2 Commission on Life Sciences. “Nitrate and Nitrite in Drinking Water.” The National Academies Press. 1995. National Academy of Sciences. 14 September 2011. <http://www.nap.edu/openbook.php?record_id=9038&page=1>.
3 Datz, Todd. “Eating Processed Meats, but Not Unprocessed Red Meats, May Raise Risk of Heart Disease and Diabetes.” Harvard School of Public Health. 17 May 2010. The President and Fellows of Harvard College. 14 September 2011. <http://www.hsph.harvard.edu/news/press-releases/2010-releases/processed-meats-unprocessed-heart-disease-diabetes.html>.
As a Type 2 diabetic for many
As a Type 2 diabetic for many years, who prior to developing diabetes existed pretty much on a meat and potatoes diet, I can personally attest to the accuracy of the meat-cause-diabetes study. When I stop eating meat, my blood sugar goes down.
I have trouble wrapping my head around this, because it doesn’t make sense to me that meat would raise blood sugar. It has no carbohydrates.
But the Harvard study doesn’t explain HOW meat interferes with carbohydrate metabolism. Do you have any ideas about that, Jon?
Here’s the amazing thing: when I stop eating meat, and of course also follow a low-carb diet, I can get my blood sugar down to near normal (right around 100) in less than a week. Just following a low-carb diet doesn’t do it– in fact, it has very little effect. My blood sugars normally run in the 250 range, and nothing– I mean nothing, no drugs or supplements– has ever gotten it come down much, EXCEPT giving up meat. This includes grass-fed organic beef, organic free range chicken, and wild caught salmon, the “healthy” animal protein we are encouraged to eat instead of the factory farmed anti-biotic hormone laden grain fed junk you so wisely counsel against.
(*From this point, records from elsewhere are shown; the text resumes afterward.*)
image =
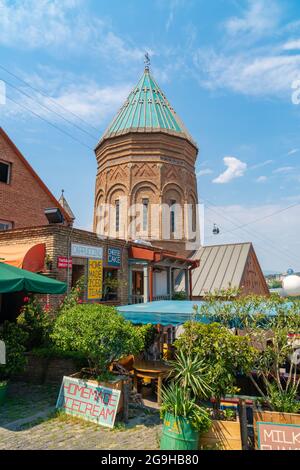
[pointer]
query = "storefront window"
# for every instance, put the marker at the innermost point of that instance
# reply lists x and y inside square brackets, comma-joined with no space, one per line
[110,284]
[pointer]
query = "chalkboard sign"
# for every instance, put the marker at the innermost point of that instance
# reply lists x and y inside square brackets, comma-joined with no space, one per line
[114,257]
[89,401]
[275,436]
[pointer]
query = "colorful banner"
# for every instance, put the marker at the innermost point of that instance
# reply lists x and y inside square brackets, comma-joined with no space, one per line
[275,436]
[114,257]
[89,401]
[95,279]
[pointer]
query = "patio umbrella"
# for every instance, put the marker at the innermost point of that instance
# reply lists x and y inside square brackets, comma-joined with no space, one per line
[15,280]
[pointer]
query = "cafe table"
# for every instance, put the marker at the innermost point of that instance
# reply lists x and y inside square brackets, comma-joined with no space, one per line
[153,370]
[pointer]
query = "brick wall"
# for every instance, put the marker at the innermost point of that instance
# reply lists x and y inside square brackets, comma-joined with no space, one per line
[58,241]
[24,199]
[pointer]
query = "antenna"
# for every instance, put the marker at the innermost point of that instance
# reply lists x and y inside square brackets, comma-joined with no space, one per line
[147,61]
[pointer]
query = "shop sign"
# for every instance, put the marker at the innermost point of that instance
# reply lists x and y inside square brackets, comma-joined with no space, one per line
[95,278]
[64,262]
[114,257]
[89,401]
[275,436]
[86,251]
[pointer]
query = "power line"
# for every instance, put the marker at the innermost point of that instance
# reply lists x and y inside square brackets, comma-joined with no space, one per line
[49,97]
[49,109]
[286,254]
[50,123]
[262,218]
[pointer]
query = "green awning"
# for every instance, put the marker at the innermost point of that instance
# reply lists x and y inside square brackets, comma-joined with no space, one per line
[15,280]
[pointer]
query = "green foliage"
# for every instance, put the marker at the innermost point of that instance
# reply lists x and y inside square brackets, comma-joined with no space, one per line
[36,321]
[224,353]
[177,403]
[74,297]
[179,295]
[14,338]
[190,372]
[99,332]
[269,323]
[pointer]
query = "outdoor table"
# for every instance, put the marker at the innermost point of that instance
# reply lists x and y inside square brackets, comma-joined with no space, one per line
[154,370]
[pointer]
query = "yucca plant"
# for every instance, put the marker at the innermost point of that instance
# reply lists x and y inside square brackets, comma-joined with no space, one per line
[178,402]
[191,373]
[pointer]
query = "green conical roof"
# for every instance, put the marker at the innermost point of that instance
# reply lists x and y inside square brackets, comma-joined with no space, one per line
[147,110]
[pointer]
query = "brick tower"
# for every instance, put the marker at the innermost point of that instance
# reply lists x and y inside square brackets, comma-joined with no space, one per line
[146,186]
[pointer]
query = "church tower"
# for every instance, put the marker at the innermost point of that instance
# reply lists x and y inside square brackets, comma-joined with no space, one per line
[146,185]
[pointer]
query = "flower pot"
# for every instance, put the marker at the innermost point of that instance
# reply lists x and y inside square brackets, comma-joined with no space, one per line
[223,435]
[178,434]
[3,391]
[274,430]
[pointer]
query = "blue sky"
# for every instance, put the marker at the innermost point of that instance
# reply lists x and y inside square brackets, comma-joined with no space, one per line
[227,67]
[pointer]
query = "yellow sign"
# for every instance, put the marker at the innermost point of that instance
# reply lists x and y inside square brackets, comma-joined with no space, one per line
[95,278]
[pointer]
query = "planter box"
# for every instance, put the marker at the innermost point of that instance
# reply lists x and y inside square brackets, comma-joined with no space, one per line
[276,431]
[223,435]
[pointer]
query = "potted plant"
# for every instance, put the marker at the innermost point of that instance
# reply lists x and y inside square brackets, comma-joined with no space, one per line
[277,374]
[184,418]
[100,334]
[14,338]
[225,355]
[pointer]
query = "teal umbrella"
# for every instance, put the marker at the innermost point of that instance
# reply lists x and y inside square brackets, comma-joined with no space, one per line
[15,280]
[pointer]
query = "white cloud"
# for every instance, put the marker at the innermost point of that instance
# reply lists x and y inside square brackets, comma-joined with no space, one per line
[259,18]
[205,171]
[235,169]
[261,179]
[262,164]
[82,97]
[52,24]
[291,45]
[284,169]
[252,72]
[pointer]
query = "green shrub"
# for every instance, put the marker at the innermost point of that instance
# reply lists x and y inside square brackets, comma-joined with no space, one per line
[98,332]
[14,338]
[224,353]
[36,321]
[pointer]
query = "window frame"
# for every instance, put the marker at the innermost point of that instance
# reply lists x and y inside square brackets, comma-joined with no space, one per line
[8,164]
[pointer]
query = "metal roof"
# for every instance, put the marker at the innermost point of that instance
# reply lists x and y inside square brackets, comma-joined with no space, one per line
[221,267]
[147,110]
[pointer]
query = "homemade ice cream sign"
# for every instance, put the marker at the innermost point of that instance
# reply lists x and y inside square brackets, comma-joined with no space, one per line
[86,251]
[89,401]
[274,436]
[95,278]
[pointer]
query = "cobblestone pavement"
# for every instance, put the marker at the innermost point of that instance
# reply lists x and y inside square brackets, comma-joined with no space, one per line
[64,432]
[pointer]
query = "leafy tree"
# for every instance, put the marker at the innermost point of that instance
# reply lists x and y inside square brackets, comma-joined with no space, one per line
[98,332]
[224,353]
[14,338]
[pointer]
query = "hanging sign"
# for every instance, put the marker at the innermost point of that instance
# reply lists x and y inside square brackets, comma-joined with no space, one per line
[64,262]
[89,401]
[95,279]
[86,251]
[114,257]
[275,436]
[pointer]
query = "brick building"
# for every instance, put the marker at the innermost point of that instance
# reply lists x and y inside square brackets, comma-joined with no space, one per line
[23,195]
[146,159]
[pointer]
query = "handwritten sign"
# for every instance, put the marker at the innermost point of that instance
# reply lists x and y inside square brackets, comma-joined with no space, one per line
[64,262]
[274,436]
[89,401]
[86,251]
[114,257]
[95,278]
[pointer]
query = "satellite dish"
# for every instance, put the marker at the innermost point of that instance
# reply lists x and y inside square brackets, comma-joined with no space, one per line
[291,285]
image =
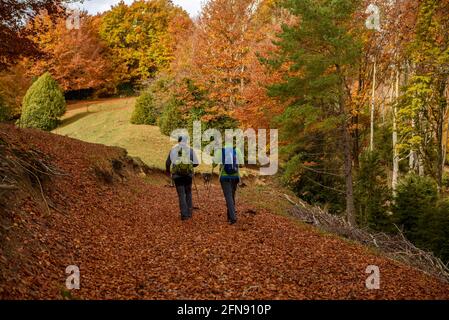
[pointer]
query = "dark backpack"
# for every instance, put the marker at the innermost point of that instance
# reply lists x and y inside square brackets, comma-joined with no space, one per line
[230,168]
[182,165]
I have recommended this low-carb, meat-free diet to other hard-core diabetics that I know, and it has worked every time. In less than a week, their blood sugars are down to normal. If they can stick with it, I think they could be cured of their diabetes.
But that’s the trick. The diet is very difficult to stay with. It basically means eating nothing but low-carb protein shakes and non-starchy vegetables. In the Newcastle University Study of 2011, 11 volunteers followed this very diet, and were also restricted to no more than 600 calores a day. (Yikes!) But at the end of 12 weeks, 7 of the volunteers were pronounced CURED of their diabetes, and the other 4 were able to completely discontinue their blood sugar lowering medications.
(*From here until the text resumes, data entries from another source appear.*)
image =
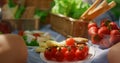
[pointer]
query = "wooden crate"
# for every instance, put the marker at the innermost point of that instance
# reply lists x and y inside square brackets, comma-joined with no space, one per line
[24,24]
[68,27]
[41,4]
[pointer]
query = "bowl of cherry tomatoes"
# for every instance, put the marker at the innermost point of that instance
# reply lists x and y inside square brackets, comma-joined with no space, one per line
[105,35]
[71,52]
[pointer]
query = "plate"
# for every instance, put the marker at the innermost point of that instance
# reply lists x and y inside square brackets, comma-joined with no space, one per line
[90,57]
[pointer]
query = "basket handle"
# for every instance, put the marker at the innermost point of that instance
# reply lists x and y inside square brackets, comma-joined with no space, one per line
[100,9]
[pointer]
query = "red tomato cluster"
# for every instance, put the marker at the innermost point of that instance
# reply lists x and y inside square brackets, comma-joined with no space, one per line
[106,35]
[70,52]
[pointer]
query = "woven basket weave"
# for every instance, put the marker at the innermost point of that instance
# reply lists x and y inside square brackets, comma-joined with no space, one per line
[68,27]
[24,24]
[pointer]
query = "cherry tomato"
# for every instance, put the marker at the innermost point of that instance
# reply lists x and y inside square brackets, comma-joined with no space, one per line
[85,50]
[70,42]
[53,51]
[70,55]
[36,35]
[113,26]
[104,22]
[79,54]
[59,55]
[96,39]
[92,25]
[48,54]
[63,49]
[92,31]
[21,33]
[114,36]
[74,48]
[103,31]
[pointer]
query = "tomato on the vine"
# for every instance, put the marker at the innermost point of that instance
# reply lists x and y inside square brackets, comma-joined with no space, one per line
[70,55]
[59,55]
[79,54]
[63,49]
[48,54]
[70,42]
[53,51]
[85,50]
[93,24]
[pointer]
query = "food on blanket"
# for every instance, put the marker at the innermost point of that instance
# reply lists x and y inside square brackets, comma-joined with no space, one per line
[107,32]
[93,30]
[12,49]
[73,49]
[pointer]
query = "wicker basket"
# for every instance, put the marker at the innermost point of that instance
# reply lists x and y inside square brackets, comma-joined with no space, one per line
[68,27]
[41,4]
[24,24]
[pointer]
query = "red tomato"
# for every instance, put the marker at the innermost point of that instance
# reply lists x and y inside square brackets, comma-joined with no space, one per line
[21,33]
[114,36]
[70,55]
[92,31]
[70,42]
[36,35]
[74,48]
[63,49]
[79,54]
[85,50]
[113,26]
[104,22]
[59,55]
[48,54]
[104,43]
[53,51]
[103,31]
[92,25]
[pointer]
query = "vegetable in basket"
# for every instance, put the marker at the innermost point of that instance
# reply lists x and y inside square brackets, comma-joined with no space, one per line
[70,8]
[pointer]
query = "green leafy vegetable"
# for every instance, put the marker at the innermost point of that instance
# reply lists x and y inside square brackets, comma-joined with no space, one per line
[70,8]
[40,14]
[11,3]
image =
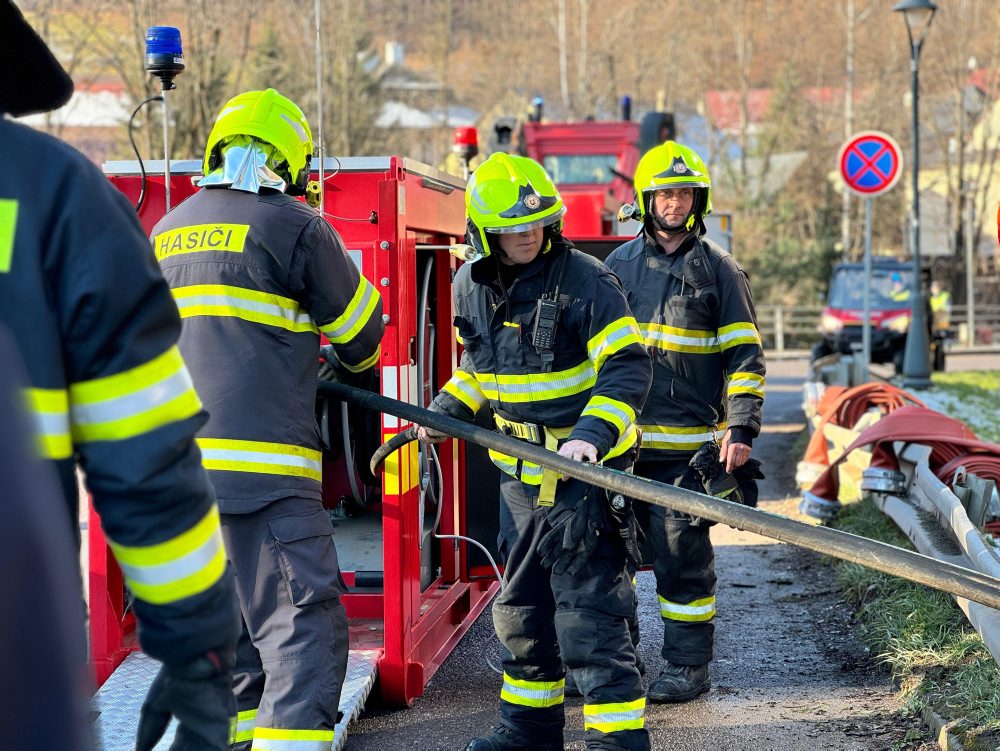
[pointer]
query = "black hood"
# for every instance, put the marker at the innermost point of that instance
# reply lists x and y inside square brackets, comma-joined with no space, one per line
[31,79]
Dr. Gabriel Cousens claims to cure diabetes at his Arizona retreat using a very similar diet plan. Blood sugars are down to normal in 3 weeks or less there. Staying on the program for a few months results in patients blood sugar metabolisms “resetting”, like restarting a computer, and no more diabetes. My question to you, Jon, is how does this work? Why does giving up meat tend to normalize blood sugar?
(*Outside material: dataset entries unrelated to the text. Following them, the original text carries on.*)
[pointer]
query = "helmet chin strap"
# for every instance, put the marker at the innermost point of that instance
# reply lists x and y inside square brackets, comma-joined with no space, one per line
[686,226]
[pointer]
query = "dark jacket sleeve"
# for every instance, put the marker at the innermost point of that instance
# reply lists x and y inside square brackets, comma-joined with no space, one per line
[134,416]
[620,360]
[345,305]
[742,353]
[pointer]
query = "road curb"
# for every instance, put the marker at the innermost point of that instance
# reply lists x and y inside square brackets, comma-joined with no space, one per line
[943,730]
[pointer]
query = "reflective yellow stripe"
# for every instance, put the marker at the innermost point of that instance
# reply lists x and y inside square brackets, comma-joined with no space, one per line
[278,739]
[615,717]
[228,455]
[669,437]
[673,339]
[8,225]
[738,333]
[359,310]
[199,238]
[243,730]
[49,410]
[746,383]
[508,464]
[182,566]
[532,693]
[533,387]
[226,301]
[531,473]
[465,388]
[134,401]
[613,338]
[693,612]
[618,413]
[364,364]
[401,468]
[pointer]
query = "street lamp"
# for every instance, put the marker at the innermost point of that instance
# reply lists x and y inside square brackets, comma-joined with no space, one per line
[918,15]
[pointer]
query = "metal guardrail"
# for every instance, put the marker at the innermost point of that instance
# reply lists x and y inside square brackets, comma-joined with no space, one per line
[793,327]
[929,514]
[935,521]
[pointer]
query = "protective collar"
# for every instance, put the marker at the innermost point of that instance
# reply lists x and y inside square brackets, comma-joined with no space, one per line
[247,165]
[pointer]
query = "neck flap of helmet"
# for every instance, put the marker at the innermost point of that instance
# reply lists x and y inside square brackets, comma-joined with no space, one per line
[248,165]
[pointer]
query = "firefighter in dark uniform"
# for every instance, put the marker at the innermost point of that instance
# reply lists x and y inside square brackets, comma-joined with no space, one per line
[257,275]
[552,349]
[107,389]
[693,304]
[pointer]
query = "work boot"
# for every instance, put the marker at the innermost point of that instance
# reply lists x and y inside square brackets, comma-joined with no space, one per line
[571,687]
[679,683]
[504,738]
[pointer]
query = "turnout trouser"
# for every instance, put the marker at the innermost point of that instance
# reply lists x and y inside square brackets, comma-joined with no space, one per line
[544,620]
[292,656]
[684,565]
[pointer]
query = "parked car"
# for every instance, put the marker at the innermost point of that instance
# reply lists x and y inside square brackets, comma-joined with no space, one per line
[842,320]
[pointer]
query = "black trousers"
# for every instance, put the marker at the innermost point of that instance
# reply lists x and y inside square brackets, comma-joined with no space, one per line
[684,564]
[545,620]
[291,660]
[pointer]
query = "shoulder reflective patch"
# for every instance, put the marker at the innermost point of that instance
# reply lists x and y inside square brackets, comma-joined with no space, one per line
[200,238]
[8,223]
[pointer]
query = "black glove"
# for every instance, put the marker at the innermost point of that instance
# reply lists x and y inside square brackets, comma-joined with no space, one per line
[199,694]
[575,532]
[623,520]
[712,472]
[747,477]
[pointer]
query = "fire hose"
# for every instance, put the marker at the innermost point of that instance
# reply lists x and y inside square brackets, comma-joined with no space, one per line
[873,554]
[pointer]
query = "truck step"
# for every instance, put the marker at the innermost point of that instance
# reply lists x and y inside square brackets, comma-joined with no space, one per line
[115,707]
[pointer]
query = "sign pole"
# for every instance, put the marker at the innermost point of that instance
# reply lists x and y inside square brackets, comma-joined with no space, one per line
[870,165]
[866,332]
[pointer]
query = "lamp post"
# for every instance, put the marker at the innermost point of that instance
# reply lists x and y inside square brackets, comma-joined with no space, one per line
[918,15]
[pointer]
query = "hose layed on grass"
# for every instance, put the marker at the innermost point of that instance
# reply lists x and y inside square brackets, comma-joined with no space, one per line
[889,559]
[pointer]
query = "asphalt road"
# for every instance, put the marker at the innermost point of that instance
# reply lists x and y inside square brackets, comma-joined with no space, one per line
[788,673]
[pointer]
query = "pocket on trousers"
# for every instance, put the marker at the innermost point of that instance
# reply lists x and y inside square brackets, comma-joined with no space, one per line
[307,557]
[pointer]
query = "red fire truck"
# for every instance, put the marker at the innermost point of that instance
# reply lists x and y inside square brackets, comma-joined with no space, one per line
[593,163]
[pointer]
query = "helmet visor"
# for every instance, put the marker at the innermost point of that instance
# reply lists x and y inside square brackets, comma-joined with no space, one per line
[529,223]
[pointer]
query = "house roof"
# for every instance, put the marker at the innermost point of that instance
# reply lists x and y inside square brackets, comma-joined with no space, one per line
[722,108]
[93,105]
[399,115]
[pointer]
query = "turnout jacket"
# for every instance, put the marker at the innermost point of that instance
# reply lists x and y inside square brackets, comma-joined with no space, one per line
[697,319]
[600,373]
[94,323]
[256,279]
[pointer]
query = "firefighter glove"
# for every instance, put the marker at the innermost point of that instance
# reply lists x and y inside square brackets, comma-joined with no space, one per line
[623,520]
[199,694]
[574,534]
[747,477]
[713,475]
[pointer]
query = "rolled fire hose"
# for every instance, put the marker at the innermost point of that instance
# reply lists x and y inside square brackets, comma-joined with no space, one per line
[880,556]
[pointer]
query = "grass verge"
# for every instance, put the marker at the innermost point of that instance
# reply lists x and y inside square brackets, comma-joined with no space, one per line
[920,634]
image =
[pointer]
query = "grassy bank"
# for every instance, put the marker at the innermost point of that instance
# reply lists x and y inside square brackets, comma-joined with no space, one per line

Even though it is difficult
Even though it is difficult to pinpoint one compound or ingredient as mechanistically linked to diabetes risk, three components of red meat—sodium, nitrites, and iron—are probably involved. Sodium is well known to increase blood pressure, but it also causes insulin resistance; nitrites and nitrates have also been shown to increase insulin resistance and to impair the function of the pancreatic beta cells. Iron, although an essential mineral, can cause beta-cell damage in individuals with hereditary hemochromatosis (a disorder in which the gastrointestinal tract absorbs too much iron), and heme iron—the readily absorbable type found in meat—at high levels can lead to oxidative stress (and cell damage) and systemic, chronic inflammation in some people.